Thee results put Soniqs on the board this week, but they still sit somewhat uncomfortably in last. The biggest climber of week two, however, is DarkZero as this victory over EG meant they were the only team to move more than two spaces in the leaderboard -- from fourth to second in their case.
Finally, we had Latin America where we saw a number of surprise games. While playday three’s star game was billed as NiP vs FaZe, the first game of the day was clearly the best as Team oNe pulled off a remarkable comeback against Immortals. Put simply, there were four remarkable clutches and a 4k by LuKid (who very almost beat the Pro League kill record in the process). The game is one you very much have to watch rather than read, so check out our highlights of it below with the full vod found here.
Finally, we had four major matchups on playday four as Immortals and Liquid -- last season’s second and third seeds -- matched up, Team oNe took on another one of the big dogs in the region in NiP, the sixth and seventh-seeded teams of RDS and INTZ faced off, and the two teams embroiled in a recent match-fixing scandal -- FaZe Clan and Black Dragons -- met again.

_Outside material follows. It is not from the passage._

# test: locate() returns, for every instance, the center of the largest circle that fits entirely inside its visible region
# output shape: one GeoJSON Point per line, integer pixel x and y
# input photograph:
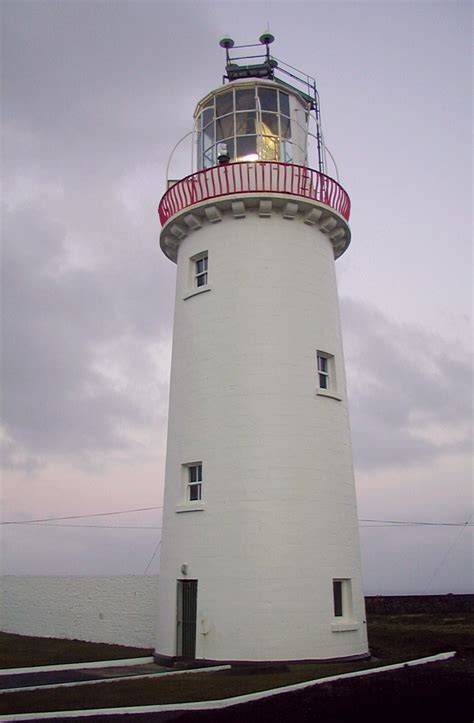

While all these games are really important, Immortals vs Liquid has to be the standout game of the week. Aside from the match featuring the highest-seeded teams to face off this week, the game saw a massive three 4ks and multiple 1vX victories, making it a highly contested match.
You wouldn’t have got this impression after round one, however, as the round had ended with just three kills as Liquid ran out of time to push. This happened once again in round three as psk1 and xS3xyCake were left to find two defenders in one second, and then round four ended with Muringa losing a 1v3 as he ran out of time and was forced to rush with no time left, allowing Novys to pick up an easy kill, carrying on from Bullet1’s 4k earlier in the round.
This led to a first half scoreline of 5-1 to Immortals, a pretty one-sided affair considering Border is seen as somewhat balanced. However, Liquid still had a lot of fight left in them. On round seven, Liquid won their first defense without losing a body, marking the start of their own winning spree. Immortals tried everything from rush strats on round eight to Finka off-picks to prioritising the plant, with their lone victory coming on the sole round they managed to catch Liquid off-guard. After taking out Nesk, Immortals managed to get the bomb down in a 5v4 situation, forcing Liquid to rush straight into the barrel of Immortals’ weapons as Novys, pX, Bullet1, and MKing all picked up a kill each to secure at least a draw:
This eventually led to the match stretching all the way to the final round, with Liquid needing to win on the Customs/Supply objective to take home any points -- and they did exactly that. Their newest pickup of Muringa won the round almost single-handedly on Maestro as he got a 4k to kill the Immortals’ push and end the game in a 6-6 draw.
Interestingly, the week’s games saw just one change in the standings as INTZ rose two places thanks to heir four points gained following a win against ReD DevilS and a draw against Liquid.